過去計算預報系統的誤差使用的是傳統觀測系統實驗的方法，近年多利用伴隨系統計算預報敏感度的方式來估計在短期預報中的觀測資料對誤差影響。本研究使用觀測資料的預報敏感度做為診斷工具來監測觀測資料在短期預報中的影響。
觀測資料來源主要使用福衛三號的真實掩星觀測(FORMOSAT-3/COSMIC)、福衛七號的模擬掩星觀測(FORMOSAT-7/COSMIC-2)和傳統地面站觀測資料(GTS)。對於2009莫拉克颱風以及2013海燕颱風分別進行12小時和24小時兩組實驗，其中針對掩星觀測做垂直分層分析，以互相比較福衛七號升空後與現行福衛三號之觀測改善程度的差異，且另外進行48小時預報作為參考。
伴隨模式的結果顯示，同化觀測資料對於颱風預報大部分具有正面的貢獻，在兩個颱風個案中， FORMOSAT-7/COSMIC-2表現較 FORMOSAT-3/COSMIC佳，對於擾動動能的正貢獻主要來自11000公里以上的高層。在使用完整物理參數化過程的48小時預報中，莫拉克颱風模擬結果顯示兩種掩星資料對於颱風預報並無太大分別，而在海燕颱風模擬中，FORMOSAT-7/COSMIC-2相比FORMOSAT-3/COSMIC路徑誤差可以再修正約10%左右。
　　伴隨模式雖然可同時提供多組觀測資料對於颱風預報的比較，但是其計算過程使用簡化過的模式，另外對於颱風來說，目標區域的選取是否能代表颱風駛流場、區域內海陸分布以及價值函數的選取等，都增加了結果的不確定性。

Observing System Simulation Experiments (OSSEs) are used to investigate current observational and data assimilation systems by testing the impact of new observations on them. Another robust tool has been developed as an adjoint-based model for assessing the impact of observations. This study use WRF-FSO system to understand their impact on short-range forecast error.

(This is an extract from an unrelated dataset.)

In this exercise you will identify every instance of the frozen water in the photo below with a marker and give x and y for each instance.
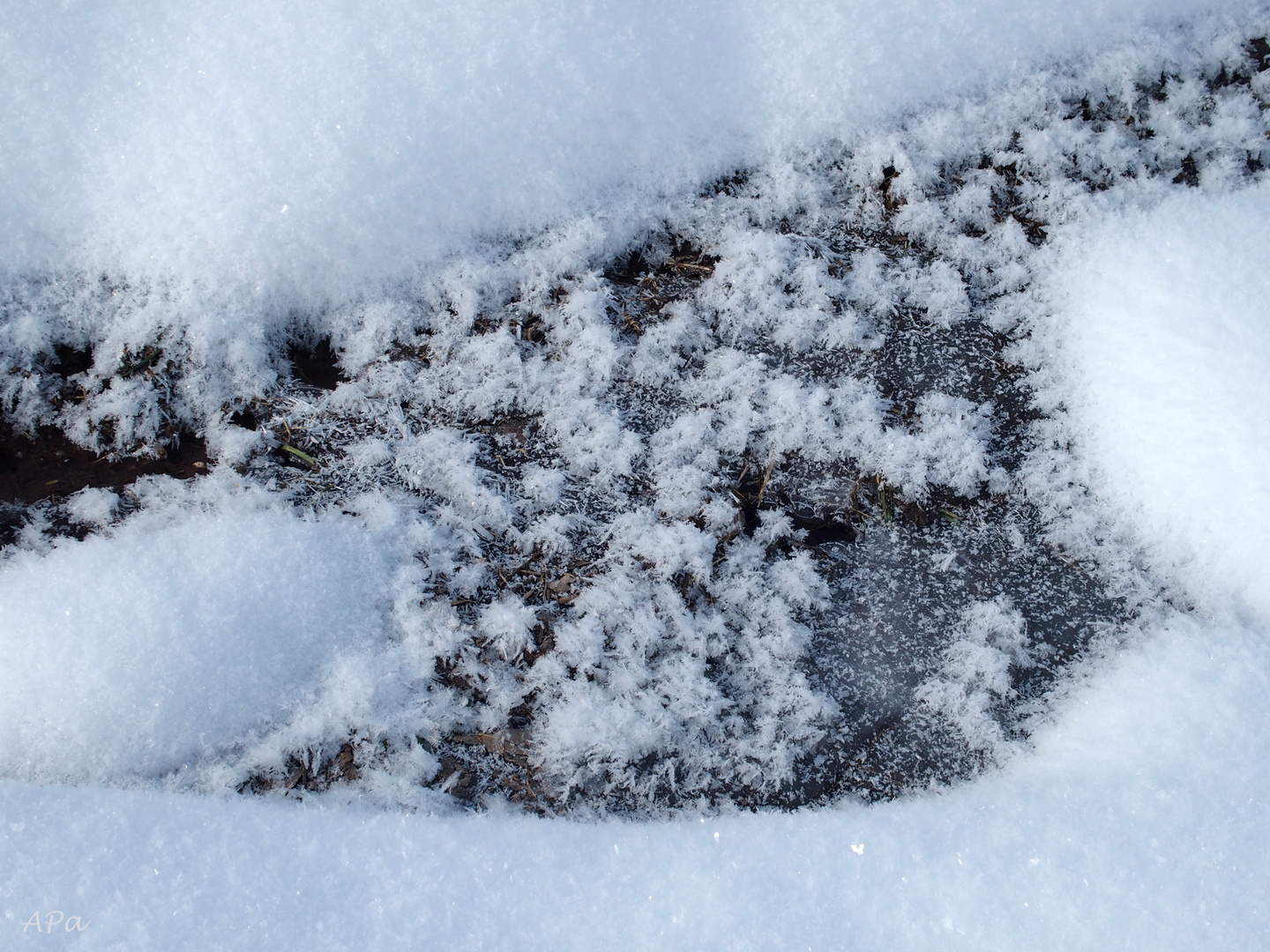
(1139, 822)
(840, 472)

The case chosen for the study are the typhoon Morakot (2009) and typhoon Haiyan (2013) with FORMOSAT-3/COSMIC GPS radio occultation refractivity data, simulated FORMOSAT-7/COSMIC-2 GPS RO data and GTS data. Two sets of experiments, 12-h and 24-h, have been designed to compare the RO data in vertical layers. We make a 48-h forecast for reference in addition.

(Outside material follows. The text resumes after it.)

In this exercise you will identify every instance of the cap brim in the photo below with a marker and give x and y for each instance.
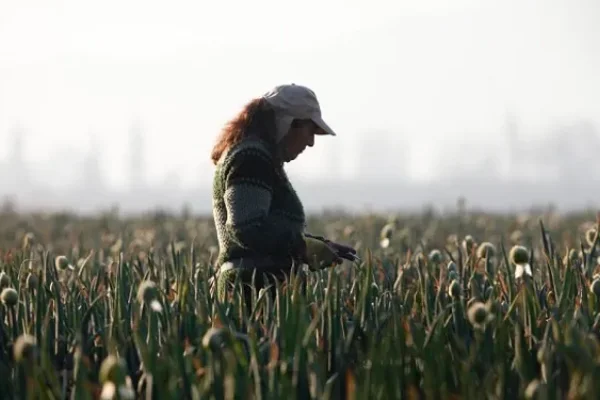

In the WRF-FSO experiment, it was found that FORMOST-7/COSMIC-2 is better than FORMOSAT-3/COSMIC data. The impact results indicate that larger impacts of GPS RO data are on upper levels for perturbation kinetic energy. In the 48-h forecast with full physics, Using FORMOST-7/COSMIC-2 RO data can improve about 10% in typhoon Haiyan track prediction than using FORMOST-3/COSMIC RO data.
Although adjoint model can provide the Forecast sensitivity to observation at one time, but the measure still has some problem. First, it estimate the impact by simplified scheme and model. Second, we are not sure if the target zone can stand for the steering-flow region. Third, the land-sea distribution and cost function will affect the experiment result possibly. These problems increase the uncertainty of the result.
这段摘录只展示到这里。